We share a list of important tips for you as you prepare for video depositions:

  1. Include “Video Recorded” in your notice of deposition
    • Note in the deposition notice that testimony will be videotaped, whether for convenience purposes and/or whether telepresence is available. Check your state’s rules to see if you must include the reason for the videotaped deposition note and whether the evidence must be “repeatedly presented at trial.”
  2. Organize everything!
    • Organize your materials and witness materials. Case management software is excellent for this purpose and allows documents to be obtained with just a click of the mouse. Witnesses who cannot quickly locate materials appear disorganized and may be unable to answer questions without long pauses. They may also lose the judge and jury’s interest and confidence in their testimony.
  3. Fictitious deposits
    • Consider holding mock depositions with your witness to help train them on facial expressions, unsafe body language, and poor verbal responses, and to help them prepare for potential questions from opposing counsel. A mock deposition can be very helpful for a witness to see what they look like on camera, and can give them a better understanding of what an actual deposition will be like.
  4. Give contact information to the telepresence
    • For remote attendance, let the court reporting agency know the attendee’s name and email address so they can receive login credentials well in advance of the proceeding. This will allow the agency to communicate and test the connection to avoid recorded delays.
  5. Arrive early to get the real time
    • If you have requested a live transcript feed locally or remotely, you must arrive at least 30 minutes before the scheduled start time to ensure you are connected and receive the feed before the proceedings begin.
  6. Avoid bright colors or designs
    • The witness should wear solid pastel colors and avoid bright colors or designs that include polka dots, patterns and stripes. These patterns can sometimes be a distraction to the camera. If your witness is not comfortable in business attire, make sure he or she is dressed appropriately so he or she will look attractive on camera.
  7. Bring extra copies
    • Provide all parties with digital and/or printed copies of all materials in advance. This will eliminate the need for non-registration to photocopy, scan and/or email documents that will be referenced in the register.

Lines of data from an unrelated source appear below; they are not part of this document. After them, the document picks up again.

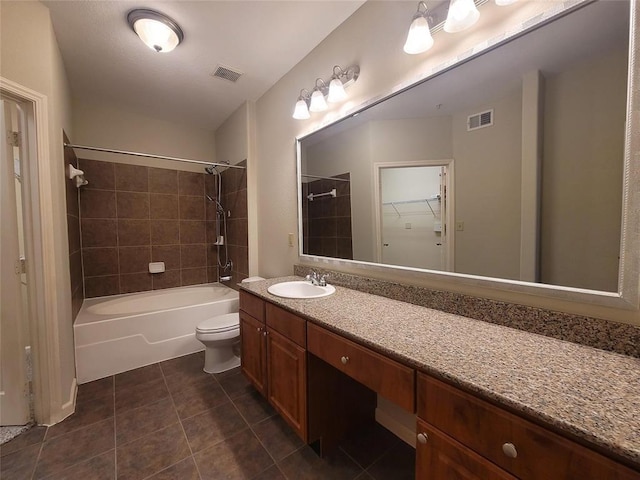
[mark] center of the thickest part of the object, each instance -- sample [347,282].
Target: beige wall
[115,127]
[584,147]
[373,38]
[30,57]
[232,137]
[487,180]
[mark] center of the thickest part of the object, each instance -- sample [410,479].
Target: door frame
[41,258]
[449,250]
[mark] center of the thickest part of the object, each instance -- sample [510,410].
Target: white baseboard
[397,421]
[69,407]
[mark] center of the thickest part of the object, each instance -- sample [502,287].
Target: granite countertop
[590,393]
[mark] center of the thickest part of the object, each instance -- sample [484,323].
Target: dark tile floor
[173,421]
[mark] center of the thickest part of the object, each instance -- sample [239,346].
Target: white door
[413,222]
[14,392]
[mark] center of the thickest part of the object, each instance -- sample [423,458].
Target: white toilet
[221,338]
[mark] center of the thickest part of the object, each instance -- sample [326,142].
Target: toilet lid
[221,323]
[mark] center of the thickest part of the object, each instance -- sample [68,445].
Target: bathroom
[259,131]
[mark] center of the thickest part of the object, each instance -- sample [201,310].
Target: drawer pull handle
[509,449]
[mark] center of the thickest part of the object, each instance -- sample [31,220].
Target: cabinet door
[252,335]
[286,373]
[439,456]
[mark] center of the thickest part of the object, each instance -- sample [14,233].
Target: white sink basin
[300,289]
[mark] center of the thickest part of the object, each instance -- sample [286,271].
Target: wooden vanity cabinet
[287,367]
[438,456]
[274,358]
[454,425]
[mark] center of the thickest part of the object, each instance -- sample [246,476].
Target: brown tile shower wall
[327,220]
[234,201]
[132,215]
[73,230]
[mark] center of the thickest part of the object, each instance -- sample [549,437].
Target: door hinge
[21,266]
[13,138]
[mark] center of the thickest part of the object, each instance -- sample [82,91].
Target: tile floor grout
[256,420]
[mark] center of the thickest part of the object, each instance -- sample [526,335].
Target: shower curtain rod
[148,155]
[324,178]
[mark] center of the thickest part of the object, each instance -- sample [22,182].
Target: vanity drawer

  8. Ask the reporter to pre-tag the exhibits
    • Ask the court reporter to pre-mark expected exhibits before recording them in the record. If the deposition will be conducted for instrumental purposes, work with e-trial counsel in advance to ensure that documents that will be digitally referenced and relied upon during the deposition can be clearly seen on camera and can be filed electronically.

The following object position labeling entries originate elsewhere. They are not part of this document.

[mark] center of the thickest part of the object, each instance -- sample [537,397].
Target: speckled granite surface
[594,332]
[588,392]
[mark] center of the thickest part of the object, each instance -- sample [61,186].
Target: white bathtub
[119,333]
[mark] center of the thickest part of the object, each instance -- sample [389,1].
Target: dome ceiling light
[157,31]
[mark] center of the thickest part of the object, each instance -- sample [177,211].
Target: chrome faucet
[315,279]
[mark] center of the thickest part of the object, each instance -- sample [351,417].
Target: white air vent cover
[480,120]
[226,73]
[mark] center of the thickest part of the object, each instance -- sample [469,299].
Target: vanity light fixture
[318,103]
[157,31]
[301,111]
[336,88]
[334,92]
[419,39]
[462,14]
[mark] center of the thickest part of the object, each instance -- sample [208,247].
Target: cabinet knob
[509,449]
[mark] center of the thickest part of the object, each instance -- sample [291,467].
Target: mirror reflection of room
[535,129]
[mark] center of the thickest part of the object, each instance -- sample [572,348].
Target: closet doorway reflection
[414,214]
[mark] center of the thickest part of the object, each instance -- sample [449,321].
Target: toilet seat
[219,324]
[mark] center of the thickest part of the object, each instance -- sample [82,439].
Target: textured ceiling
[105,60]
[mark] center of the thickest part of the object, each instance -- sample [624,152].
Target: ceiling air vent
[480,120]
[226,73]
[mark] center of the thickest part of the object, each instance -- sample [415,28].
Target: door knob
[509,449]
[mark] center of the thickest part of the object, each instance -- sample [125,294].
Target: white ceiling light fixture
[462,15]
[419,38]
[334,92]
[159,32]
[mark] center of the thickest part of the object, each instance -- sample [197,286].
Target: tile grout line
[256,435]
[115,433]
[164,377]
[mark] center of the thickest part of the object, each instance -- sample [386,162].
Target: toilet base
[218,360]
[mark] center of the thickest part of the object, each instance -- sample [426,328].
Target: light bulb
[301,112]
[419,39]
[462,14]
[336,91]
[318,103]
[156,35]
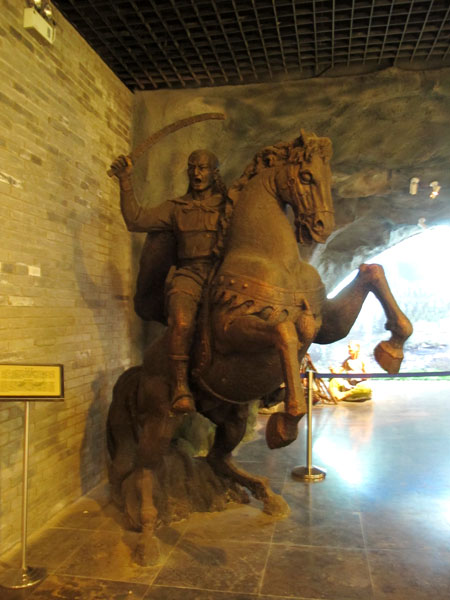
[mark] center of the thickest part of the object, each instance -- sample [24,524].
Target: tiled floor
[378,526]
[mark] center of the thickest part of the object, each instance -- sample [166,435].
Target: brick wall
[65,259]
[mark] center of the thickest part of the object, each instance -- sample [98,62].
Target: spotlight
[435,187]
[48,12]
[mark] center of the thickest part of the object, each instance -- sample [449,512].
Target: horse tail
[122,410]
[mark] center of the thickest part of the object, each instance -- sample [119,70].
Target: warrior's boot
[182,399]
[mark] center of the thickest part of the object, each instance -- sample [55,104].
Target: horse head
[304,182]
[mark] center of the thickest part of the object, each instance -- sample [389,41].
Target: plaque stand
[309,473]
[25,576]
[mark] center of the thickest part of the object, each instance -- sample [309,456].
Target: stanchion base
[16,579]
[308,474]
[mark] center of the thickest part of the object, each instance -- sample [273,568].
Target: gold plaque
[37,382]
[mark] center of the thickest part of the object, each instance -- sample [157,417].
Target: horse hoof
[281,429]
[388,357]
[148,553]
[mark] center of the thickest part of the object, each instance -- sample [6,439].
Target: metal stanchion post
[25,576]
[309,473]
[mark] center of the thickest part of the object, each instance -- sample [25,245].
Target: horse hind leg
[340,313]
[388,353]
[251,331]
[229,433]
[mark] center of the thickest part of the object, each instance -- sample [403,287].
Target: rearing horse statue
[263,308]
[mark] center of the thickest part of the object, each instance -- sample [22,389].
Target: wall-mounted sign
[36,382]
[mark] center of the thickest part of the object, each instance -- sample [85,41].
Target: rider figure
[195,221]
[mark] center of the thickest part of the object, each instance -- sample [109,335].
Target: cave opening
[417,272]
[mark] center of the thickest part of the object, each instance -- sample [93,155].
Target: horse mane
[297,151]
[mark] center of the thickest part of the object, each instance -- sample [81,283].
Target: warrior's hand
[121,167]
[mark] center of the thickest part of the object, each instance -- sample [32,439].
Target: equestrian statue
[223,269]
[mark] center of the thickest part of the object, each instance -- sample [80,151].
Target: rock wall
[386,127]
[65,259]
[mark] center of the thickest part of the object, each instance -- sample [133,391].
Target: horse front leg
[340,313]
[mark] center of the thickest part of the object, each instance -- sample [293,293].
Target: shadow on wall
[103,295]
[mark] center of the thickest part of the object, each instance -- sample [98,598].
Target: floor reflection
[377,527]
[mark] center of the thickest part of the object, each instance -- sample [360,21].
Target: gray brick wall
[65,259]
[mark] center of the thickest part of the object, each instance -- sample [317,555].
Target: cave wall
[386,127]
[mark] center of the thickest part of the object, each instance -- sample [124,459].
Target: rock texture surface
[386,128]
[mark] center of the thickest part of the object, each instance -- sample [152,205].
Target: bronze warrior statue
[263,308]
[195,222]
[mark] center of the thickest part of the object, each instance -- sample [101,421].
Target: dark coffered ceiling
[154,44]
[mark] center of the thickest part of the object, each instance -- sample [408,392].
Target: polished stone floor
[378,526]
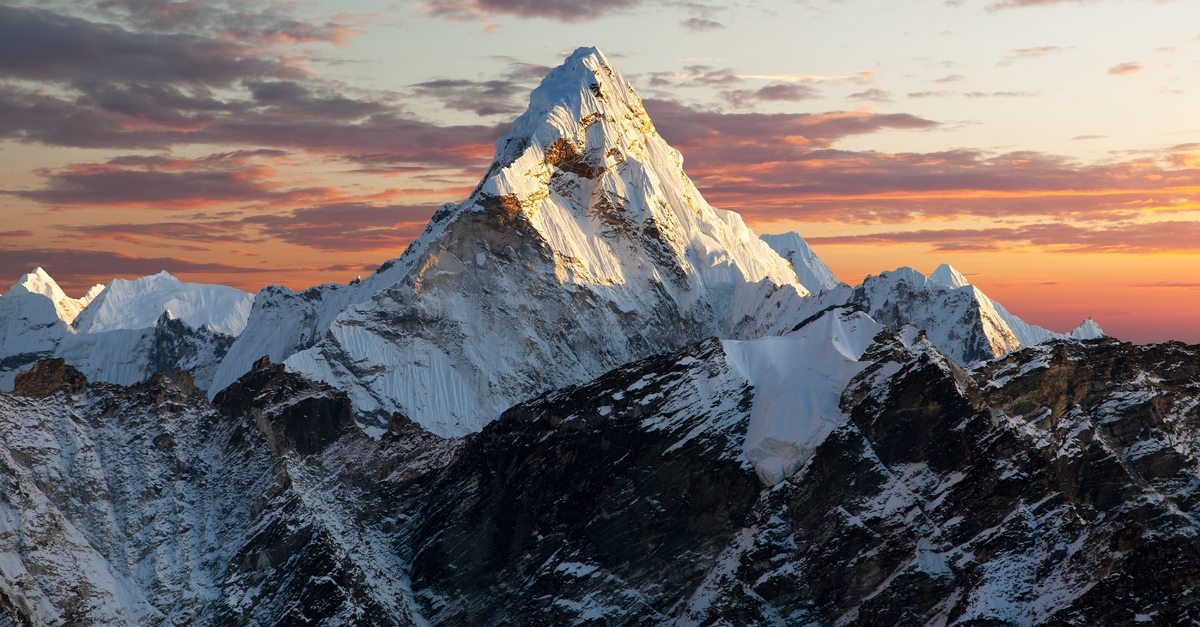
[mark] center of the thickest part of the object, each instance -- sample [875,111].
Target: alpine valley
[586,396]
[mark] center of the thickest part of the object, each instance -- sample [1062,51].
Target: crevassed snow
[137,304]
[813,273]
[798,380]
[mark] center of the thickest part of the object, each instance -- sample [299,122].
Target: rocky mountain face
[124,333]
[585,396]
[1053,487]
[583,248]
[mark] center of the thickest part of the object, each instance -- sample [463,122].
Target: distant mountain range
[586,396]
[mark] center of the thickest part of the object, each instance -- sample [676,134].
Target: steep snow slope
[117,340]
[30,329]
[1089,329]
[959,318]
[39,282]
[583,248]
[137,304]
[145,506]
[1027,334]
[798,380]
[813,273]
[125,357]
[960,321]
[283,322]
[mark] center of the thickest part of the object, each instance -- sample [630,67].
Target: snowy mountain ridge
[121,333]
[39,282]
[585,246]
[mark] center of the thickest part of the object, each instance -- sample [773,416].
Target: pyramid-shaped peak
[583,101]
[40,282]
[947,276]
[1089,329]
[37,282]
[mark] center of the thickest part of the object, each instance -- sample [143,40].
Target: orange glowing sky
[1049,149]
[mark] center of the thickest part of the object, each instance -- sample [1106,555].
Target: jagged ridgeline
[586,396]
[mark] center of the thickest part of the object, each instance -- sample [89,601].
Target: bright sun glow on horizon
[1049,149]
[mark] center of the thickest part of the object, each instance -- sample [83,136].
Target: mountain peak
[39,281]
[1089,329]
[947,276]
[813,273]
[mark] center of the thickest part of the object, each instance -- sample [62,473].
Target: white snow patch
[798,381]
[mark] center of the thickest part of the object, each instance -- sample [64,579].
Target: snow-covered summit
[947,276]
[138,304]
[583,248]
[40,282]
[1089,329]
[960,320]
[813,273]
[586,167]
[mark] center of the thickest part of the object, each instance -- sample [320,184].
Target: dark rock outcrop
[293,412]
[47,377]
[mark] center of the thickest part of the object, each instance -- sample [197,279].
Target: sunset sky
[1050,150]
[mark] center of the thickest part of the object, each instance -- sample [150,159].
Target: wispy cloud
[557,10]
[1023,54]
[873,95]
[1126,69]
[1177,237]
[701,24]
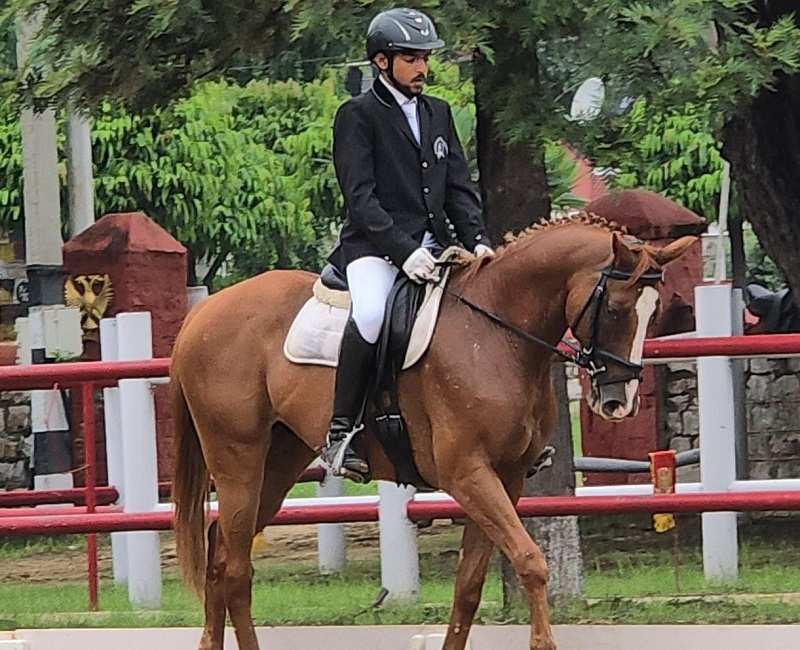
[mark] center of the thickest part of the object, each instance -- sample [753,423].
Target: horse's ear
[625,258]
[673,251]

  9. Test the video/audio before you start recording
    • Test all audio and video connections – local and remote – before you start recording video to avoid lag and ensure a clean record.
  10. Prepare your objections
    • As Michael A. wrote: Verscher wrote in Law Trends & News, “Anticipate and carefully prepare for your objections before deposition” because “your tone of voice and the manner in which your objections are presented will be carefully scrutinized by the jury if they are presented at trial.”

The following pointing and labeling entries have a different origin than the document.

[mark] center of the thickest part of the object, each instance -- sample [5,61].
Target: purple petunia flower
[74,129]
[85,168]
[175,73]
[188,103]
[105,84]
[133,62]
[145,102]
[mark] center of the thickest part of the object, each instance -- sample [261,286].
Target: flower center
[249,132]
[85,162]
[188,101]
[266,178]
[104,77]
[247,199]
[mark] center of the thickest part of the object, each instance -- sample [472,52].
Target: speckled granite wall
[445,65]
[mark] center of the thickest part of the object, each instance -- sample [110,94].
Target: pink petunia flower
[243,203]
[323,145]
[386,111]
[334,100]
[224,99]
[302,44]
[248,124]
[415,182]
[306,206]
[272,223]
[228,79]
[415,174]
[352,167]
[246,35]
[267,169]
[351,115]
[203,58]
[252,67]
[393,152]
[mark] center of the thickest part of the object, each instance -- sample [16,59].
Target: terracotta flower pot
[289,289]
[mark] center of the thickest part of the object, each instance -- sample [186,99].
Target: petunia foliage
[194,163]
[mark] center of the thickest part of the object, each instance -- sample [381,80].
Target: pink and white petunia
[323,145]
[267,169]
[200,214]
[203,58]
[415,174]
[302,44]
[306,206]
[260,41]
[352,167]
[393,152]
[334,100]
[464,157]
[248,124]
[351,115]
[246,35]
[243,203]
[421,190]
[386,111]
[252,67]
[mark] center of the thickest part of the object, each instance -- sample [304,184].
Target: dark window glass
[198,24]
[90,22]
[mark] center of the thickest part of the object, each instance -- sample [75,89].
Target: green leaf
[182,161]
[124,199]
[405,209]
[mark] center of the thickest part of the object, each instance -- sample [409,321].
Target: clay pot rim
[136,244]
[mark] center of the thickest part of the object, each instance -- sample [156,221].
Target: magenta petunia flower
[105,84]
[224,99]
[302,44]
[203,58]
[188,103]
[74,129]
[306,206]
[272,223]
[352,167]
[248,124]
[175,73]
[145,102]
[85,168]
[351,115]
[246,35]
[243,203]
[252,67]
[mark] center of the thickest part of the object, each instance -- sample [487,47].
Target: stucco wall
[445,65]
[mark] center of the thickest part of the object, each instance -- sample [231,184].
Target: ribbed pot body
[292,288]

  11. Bring your own power cord
    • Keep the power cord(s) with you and preferably connected to your electronic device(s) to ensure connectivity.
  12. Silence your phone
    • Turn off ringtones on all devices and do not answer phone calls or text messages and emails during the deposition as this may interfere with the audio recording.

Finally, be prepared to proceed with testimony at the same pace you would at trial. The jury expects and looks forward to the pace being fast, thanks to television and technology.